Glasgow Film Festival runs 21st February- 4th March

BOMBSHELL

Photo: Dogwoof/Zeitgeist

 

If Hedy Lamarr had never existed, you would have to invent her . A Vienesse 1940s actor, once dubbed ‘the most beautiful actor in Hollywood’, she was the model for both Disney’s Snow White and Catwoman. She had multiple husbands, a breakout film, Ecstasy, that once supposedly scandalised the Vatican with its nudity, and a head for scientific invention, which paved the way for Wi Fi as we now recognise it. Pure Weird Science.

Yet, she did exist, and as Alexandra Dean’s conpelling, lovingly made documentary attests, Ms Lamarr, born Hedwig Keisler, was as much iconoclast as icon. Her rise was as swift as her subsequent downfall, and acrimonious withdrawal from the public eye.

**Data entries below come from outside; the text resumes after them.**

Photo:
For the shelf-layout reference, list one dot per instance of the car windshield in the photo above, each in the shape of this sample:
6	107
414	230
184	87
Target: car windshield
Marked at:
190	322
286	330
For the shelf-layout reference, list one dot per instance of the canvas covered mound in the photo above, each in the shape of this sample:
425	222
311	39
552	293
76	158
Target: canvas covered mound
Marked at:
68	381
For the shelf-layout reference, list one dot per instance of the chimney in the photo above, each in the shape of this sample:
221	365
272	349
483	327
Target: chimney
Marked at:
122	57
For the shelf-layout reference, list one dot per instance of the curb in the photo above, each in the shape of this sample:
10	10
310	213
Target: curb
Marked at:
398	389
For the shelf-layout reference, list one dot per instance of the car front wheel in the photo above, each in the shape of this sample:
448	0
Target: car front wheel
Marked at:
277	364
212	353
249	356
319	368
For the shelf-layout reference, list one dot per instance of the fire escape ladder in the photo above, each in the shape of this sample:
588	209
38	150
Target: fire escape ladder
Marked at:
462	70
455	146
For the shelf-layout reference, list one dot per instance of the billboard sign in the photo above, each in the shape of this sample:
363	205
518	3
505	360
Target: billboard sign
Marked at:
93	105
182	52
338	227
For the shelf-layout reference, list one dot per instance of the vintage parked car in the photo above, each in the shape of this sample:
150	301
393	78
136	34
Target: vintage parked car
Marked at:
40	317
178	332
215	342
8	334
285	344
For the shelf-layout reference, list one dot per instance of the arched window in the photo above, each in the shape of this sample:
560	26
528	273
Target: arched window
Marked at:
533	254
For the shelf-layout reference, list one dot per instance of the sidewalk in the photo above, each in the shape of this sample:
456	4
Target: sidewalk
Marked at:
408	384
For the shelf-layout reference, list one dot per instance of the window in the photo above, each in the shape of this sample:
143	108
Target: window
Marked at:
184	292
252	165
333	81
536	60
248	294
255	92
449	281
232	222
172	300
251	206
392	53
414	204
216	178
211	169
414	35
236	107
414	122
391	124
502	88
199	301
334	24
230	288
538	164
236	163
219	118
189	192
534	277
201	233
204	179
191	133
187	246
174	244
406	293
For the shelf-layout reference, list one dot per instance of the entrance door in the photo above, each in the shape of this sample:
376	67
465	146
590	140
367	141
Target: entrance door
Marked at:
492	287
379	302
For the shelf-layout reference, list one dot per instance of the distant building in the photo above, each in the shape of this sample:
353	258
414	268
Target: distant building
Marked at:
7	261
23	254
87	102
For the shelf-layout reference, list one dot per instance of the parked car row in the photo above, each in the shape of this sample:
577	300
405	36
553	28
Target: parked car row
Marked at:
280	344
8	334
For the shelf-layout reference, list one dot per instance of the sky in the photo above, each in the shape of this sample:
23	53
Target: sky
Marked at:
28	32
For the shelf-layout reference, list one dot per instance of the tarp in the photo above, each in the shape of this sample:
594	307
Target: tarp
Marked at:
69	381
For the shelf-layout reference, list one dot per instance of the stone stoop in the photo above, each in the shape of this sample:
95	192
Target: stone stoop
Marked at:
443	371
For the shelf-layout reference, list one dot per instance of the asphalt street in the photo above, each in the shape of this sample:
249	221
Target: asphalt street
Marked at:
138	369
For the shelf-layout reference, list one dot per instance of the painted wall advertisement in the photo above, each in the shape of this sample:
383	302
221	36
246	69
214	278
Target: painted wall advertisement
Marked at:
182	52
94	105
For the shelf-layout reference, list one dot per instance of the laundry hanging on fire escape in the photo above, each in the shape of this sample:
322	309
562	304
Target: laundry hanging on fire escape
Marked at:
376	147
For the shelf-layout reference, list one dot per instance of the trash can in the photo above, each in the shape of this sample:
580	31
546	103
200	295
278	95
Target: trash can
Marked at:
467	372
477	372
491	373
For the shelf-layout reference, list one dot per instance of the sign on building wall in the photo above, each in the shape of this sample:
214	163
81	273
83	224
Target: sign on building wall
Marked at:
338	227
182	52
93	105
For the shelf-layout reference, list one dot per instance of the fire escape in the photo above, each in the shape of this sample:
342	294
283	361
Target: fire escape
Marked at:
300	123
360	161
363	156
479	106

Bored by the endless male gaze and constant allusions to her beauty, the actor retreated to her study, where she, in collaboration with friend, avant-garde composer George Antheil, attempted to patent a wireless communication in a bid to defeat the Nazis. Her ‘frequency hopping’ torpedo, previously discounted by the military,  was sadly only acknowledged in her old age and finally given its official status as an invention in 2014.

This unique mind was not without precedent. Aged five, Lamarr disassembled her musical box, then put it back together again. Science, literature and opera had always held more fascination than the shallow waters of the film industry.

Indeed, she is portrayed as victim of her own beauty and the patriarchal system, which, as with contemporary Judy Garland, fed her pep pills and tried at every phase of her career to control her image and hide her Jewish background.

The film is no mere hagiography though- it doesn’t shy away from her moodswings, nor the controversial, troubling aspects of her life: her inability to connect with adopted son Jimmy; some film turkeys, her disastrous plastic surgery, or the attraction to abusive alcoholic men with Nazi ties.

Yet, what emerges is a strong, complex and independent woman who tried to make art on her own terms. Indeed, the very first quote from Lamarr at the top of the film, reads:

“Any girl can look glamorous. All she has to do is stand still and look stupid. ”

In the wake of #askhermore, Hedy Lamarr feels not just prescient, but utterly contemporary.

(Lorna Irvine)

Screened at the CCA, Glasgow.

Out on release in cinemas on March 8th.